John Martin, the CEO of Gilead Sciences, has scored one of his best years ever in 2014, consolidating his position as one of the best-compensated executives of Corporate America.
Gilead Sciences has set up a hepatitis C treatment, Sovaldi, which can cost patients around $84,000 for a 12-week treatment. The company announced Martin gained $187.4 million from awarded stock options and restricted shares, but also received compensation valued at $18.9 million last year.
John Martin’s 2014 incomes included a $1.6 million salary, stock options worth $5.2 million, stock award valued at $8.4 million and $3.7 million incentive award. Without gains from vested share and exercised stock options, Martin’s compensation increased by 22% from $15.5 million in 2013, according to Gilead’s annual proxy filing.
John Martin is the CEO of the company since 1996 and it’s not the first time he reached this kind of equity gains.
Only two years ago, Martin exercised stock options for a $158.9 million gain and received $4.8 million from vested shares. The year before, in 2012, his earned $95.8 million, while in 2011 he received $54.5 million in 2011, while being compensated with $53.2 million in 2010, according to company documents.
Martin is not the only Gilead Sciences exec to score big 2014 paydays.
Chief Operating Officer John Milligan posted a compensation valued at $8.2 million.
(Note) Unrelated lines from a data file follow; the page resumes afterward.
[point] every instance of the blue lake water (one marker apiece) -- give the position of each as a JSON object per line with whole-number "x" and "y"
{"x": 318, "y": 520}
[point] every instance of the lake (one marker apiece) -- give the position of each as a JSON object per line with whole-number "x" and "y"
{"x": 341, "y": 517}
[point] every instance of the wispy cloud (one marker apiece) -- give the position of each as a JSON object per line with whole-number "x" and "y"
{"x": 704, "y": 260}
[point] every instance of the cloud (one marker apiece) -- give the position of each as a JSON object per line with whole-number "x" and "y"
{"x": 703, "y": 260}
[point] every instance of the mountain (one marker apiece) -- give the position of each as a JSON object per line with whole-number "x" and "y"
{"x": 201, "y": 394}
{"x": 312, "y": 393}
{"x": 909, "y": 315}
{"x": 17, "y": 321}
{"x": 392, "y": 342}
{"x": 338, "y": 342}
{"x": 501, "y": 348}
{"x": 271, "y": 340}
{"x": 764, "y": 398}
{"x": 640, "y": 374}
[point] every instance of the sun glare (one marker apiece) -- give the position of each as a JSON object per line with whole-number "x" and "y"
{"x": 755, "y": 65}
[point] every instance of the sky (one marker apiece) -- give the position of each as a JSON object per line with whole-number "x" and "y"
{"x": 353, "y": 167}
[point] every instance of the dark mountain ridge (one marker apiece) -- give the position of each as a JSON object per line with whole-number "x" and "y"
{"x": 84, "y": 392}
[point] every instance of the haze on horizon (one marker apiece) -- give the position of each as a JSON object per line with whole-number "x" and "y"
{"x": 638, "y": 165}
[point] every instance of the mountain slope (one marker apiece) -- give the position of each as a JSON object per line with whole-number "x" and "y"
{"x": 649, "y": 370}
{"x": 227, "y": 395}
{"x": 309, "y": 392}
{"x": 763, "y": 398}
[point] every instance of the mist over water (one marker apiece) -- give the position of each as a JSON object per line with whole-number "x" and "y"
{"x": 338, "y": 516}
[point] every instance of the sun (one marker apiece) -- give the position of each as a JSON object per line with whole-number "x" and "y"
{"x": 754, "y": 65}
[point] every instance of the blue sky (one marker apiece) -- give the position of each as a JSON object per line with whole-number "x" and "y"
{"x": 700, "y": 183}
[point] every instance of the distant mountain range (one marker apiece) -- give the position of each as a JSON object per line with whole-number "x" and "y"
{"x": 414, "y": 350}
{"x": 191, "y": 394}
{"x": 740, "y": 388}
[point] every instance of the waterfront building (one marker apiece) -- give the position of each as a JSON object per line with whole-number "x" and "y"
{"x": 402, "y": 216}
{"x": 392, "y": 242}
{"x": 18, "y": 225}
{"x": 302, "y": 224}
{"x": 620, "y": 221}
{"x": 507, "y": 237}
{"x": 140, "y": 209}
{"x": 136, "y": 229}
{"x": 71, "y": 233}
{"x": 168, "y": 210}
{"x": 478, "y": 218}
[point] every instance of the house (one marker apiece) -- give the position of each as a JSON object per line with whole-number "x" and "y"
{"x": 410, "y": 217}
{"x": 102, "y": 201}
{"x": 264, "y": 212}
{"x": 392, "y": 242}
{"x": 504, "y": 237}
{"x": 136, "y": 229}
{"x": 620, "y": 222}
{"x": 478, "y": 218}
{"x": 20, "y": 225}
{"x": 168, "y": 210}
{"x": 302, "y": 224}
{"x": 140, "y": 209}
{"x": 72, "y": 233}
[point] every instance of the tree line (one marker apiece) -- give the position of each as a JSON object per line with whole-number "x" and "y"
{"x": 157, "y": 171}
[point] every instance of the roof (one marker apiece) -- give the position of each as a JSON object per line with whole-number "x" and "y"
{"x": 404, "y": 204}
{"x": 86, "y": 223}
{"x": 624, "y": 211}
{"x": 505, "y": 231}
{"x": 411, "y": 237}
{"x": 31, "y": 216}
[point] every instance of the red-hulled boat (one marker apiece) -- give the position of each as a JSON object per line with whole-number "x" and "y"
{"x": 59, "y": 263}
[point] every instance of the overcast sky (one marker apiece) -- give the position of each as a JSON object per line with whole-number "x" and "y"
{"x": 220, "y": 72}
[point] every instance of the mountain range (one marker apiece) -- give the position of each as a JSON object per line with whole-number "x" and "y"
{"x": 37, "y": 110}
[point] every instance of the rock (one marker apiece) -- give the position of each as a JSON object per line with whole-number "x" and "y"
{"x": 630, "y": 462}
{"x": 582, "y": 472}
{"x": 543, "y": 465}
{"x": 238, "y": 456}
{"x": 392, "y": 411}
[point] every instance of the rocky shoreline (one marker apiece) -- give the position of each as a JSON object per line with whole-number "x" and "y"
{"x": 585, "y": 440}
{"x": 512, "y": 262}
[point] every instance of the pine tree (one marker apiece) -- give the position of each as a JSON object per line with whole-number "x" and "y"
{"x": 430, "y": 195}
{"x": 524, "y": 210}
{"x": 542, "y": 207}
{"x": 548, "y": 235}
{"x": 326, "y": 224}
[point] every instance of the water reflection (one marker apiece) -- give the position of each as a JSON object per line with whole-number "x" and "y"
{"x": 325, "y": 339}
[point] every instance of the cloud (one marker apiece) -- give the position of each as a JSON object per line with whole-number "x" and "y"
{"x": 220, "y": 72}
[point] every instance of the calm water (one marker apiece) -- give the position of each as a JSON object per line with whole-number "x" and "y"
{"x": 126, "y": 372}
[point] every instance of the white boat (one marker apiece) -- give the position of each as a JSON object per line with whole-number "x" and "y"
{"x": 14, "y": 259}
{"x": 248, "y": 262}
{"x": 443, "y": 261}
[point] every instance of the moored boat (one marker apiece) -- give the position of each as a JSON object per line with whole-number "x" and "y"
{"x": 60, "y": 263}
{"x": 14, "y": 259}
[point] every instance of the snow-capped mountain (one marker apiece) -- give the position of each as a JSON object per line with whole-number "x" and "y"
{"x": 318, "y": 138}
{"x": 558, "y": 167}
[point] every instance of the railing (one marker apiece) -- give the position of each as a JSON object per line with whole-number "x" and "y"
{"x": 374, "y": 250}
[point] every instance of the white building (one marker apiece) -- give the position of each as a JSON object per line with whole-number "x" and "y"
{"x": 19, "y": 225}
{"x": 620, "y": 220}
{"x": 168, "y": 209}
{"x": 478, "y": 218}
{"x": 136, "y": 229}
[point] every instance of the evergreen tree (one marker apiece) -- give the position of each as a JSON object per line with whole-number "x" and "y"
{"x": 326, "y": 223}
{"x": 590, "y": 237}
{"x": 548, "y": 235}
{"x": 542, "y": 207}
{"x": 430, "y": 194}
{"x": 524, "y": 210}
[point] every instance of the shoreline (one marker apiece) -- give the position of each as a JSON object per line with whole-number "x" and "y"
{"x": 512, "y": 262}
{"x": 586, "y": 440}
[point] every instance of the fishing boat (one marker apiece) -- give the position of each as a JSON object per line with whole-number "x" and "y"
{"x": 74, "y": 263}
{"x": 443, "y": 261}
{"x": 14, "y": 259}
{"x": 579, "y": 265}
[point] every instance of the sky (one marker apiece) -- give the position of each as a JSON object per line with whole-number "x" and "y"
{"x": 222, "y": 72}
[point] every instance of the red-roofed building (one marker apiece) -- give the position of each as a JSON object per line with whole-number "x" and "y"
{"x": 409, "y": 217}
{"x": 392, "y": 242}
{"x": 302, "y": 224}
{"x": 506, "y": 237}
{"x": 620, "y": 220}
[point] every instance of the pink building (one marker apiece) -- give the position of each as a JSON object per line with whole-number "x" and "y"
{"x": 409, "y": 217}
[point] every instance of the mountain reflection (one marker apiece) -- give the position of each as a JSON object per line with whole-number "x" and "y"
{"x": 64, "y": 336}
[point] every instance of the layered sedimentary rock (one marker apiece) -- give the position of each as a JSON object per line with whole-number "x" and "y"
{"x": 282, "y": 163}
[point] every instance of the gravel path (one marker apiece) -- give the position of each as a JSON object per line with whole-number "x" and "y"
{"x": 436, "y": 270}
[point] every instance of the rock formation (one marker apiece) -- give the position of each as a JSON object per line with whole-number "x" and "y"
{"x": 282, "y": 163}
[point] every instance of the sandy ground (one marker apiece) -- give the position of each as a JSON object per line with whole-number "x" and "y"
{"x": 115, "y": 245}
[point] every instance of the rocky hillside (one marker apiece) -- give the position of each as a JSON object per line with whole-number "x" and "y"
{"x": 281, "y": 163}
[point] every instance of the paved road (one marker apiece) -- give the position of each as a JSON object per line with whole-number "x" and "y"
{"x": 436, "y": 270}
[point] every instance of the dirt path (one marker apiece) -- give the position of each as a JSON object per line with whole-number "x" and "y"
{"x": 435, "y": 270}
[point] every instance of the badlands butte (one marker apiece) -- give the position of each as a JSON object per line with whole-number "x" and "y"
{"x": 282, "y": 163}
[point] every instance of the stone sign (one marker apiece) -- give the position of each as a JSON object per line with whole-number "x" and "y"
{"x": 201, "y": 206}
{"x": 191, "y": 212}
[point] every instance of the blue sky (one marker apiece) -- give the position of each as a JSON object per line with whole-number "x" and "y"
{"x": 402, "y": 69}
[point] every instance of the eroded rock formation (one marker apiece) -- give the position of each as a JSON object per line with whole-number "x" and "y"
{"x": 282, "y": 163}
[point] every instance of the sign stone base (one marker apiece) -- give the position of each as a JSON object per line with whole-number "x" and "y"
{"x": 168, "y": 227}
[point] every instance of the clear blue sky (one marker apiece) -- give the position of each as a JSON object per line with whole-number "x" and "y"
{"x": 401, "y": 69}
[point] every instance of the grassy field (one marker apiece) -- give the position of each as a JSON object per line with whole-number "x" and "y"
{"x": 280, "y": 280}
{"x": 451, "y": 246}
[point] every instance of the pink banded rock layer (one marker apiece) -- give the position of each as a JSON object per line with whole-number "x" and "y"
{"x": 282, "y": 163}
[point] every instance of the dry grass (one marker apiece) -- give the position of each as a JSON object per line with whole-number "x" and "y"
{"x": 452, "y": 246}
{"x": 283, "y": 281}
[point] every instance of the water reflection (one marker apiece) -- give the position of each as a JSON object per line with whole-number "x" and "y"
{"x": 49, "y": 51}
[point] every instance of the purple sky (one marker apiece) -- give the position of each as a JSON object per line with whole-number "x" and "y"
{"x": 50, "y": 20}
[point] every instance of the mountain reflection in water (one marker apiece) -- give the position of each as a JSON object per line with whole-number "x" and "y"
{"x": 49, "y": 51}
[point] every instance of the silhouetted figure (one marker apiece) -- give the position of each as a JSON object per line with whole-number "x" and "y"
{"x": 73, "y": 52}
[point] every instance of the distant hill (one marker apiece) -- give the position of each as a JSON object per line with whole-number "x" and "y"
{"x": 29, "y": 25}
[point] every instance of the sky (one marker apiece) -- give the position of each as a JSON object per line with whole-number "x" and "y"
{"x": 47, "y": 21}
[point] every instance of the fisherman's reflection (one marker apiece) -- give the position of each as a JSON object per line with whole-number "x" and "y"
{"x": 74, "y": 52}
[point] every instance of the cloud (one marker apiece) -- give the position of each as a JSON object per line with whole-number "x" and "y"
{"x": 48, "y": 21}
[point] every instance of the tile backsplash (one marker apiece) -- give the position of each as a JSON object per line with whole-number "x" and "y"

He gained $64.7 million exercising stock options and $22 million from vested shares. Chief Science Officer Norbert Bischofberger was paid $6.8 million, and also had a $33 million options gain and an extra $15.7 million in gains from vested shares.
Executive Vice President Gregg Alton posted a $6 million compensation and gained $14.2 million from vested shares and $36.6 million from stock options.
The company has been criticized before for its compensation practices. Gilead’s board responded that it discussed governance issues with its 50 biggest shareholders last year.
“The stockholders with whom we spoke did not raise any specific questions or concerns with respect to our executive compensation program or any compensation-related policies or practices,” Gilead Sciences said.
Approximately 98% of the votes cast were in favor of the company’s executive compensation program, which will remain unchanged for 2015.
Gilead’s entire shareholder return was of 26 percent in 2014, a drop from the 105 percent return in 2013. This year, shares gained more than 40 percent.
Gilead Sciences is a biotechnology giant, founded in 1986, which concentrates its efforts on antiviral drugs to treat patients infected with HIV, pulmonary diseases or hepatitis.